O mistério público

Os ecos vão compridos e sonoros. É natural. Sejamos claros. O livro de Proença de Carvalho sobre o “Processo Leonor Beleza” e o seu lançamento na semana passada - onde também fui, entre centenas de outros, movido por vários imperativos de consciência - são actos tão indesejáveis quanto indispensáveis, tão anormais quanto devidos, tão atípicos quanto corajosos e honrados. E é nesse intervalo entre a indesejabilidade do acto e a sua indispensabilidade que tudo exactamente se joga e se explica. O acto não é desejável: na concepção de qualquer sistema de justiça, não é desejável que tais coisas tenham que acontecer. Mas o acto era, fora de qualquer dúvida, absolutamente indispensável.

Um dos princípios-guia mais nobres, nestas coisas do direito, da justiça e do processo, é o princípio da “igualdade das armas”. E, perante os sucessivos e reiterados atropelos de direitos elementares e da posição dos arguidos, com reiterada violação do “segredo de justiça”, distorcendo-se, enxovalhando-se e “condenando-se” antecipadamente, instilando-se ideias falsas, informando enviesadamente a opinião pública, alimentando a irracionalidade de emoções primárias e pressionando-se ou sugerindo pressionar-se o tribunal, era indispensável equilibrar, embora já só limitadamente, este “jogo” perverso. Dando a cara. Com serenidade, objectividade e clareza.
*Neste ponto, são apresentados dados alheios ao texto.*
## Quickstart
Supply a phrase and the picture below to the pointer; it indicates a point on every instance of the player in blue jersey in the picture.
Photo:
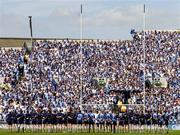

Que se tenha tornado indispensável um acto indesejável diz quase tudo. Que esta indispensabilidade, evidente para qualquer consciência medianamente informada, gerasse a adesão rápida, espontânea e extraordinária que esta gerou diz tudo também quanto ao grau de consciência (e de repúdio) que existe hoje a respeito do estado a que se chegou.

Sejamos claros, outra vez. Nada disto teria acontecido não fora a reiterada e prolongada violação do “segredo de justiça”. Não é, aliás, caso virgem. Mas, indo às questões realmente substantivas e relevantes, a adesão àquele indesejável acto indispensável põe a claro quanto o sentimento de justiça instintivo de tanto cidadão comum se foi sentindo ferido face a uma acusação inverosímil, claramente desproporcionada e excessiva; e, para muitas e boas consciências jurídicas do país, bem formadas e informadas, também o repúdio da leviandade (cuja ideia ficou) quanto à possibilidade de a acusação ter saltado para os caminhos ínvios e resvaladiços do “dolo eventual”, apenas porque, entretanto, prescrevera a possibilidade de acusar por “negligência” - a qual, com os elementos que conheço, também seria descabida.

Adiante. No “caso Leonor Beleza” não está em causa toda a política de justiça. Mas, na forma como muitos do Ministério Público se manifestaram, em inaceitáveis intolerância e arrogância corporativas, é quase toda a política da justiça e o seu quadro que ficam em questão. O modo das reacções mais sonoras do Ministério Público diz quase tudo do problema real e vastíssimo. Desde a entrevista do procurador-geral da República ao “Diário de Notícias” às movimentações várias, multifacetadas e intensas que a comunicação social foi relatando, passando pelas “ameaças” ou sugestões de greve ou de demissão colectiva, tudo pôs a nu que, neste barulho todo, não é a justiça que está minimamente em questão. Mas tão-só uma questão de poder. O que é muito mau.

Péssimo, em boa verdade.

O Ministério Público não é um órgão de poder. Haverá quem gostasse que fosse e quem procure que seja. Mas não é. Não deve ser, não pode ser, não pode deixar-se que seja ou que venha a ser. E, se há quem queira consolidá-lo nesse caminho, haverá que lhe barrar o caminho, que o interromper rapidamente e que repor as coisas na devida ordem democrática. À semelhança, aliás, da generalidade dos países democráticos. Donde não nos deveríamos ter afastado, não fora o “gramscianismo” retardatário que no estatuto medrou.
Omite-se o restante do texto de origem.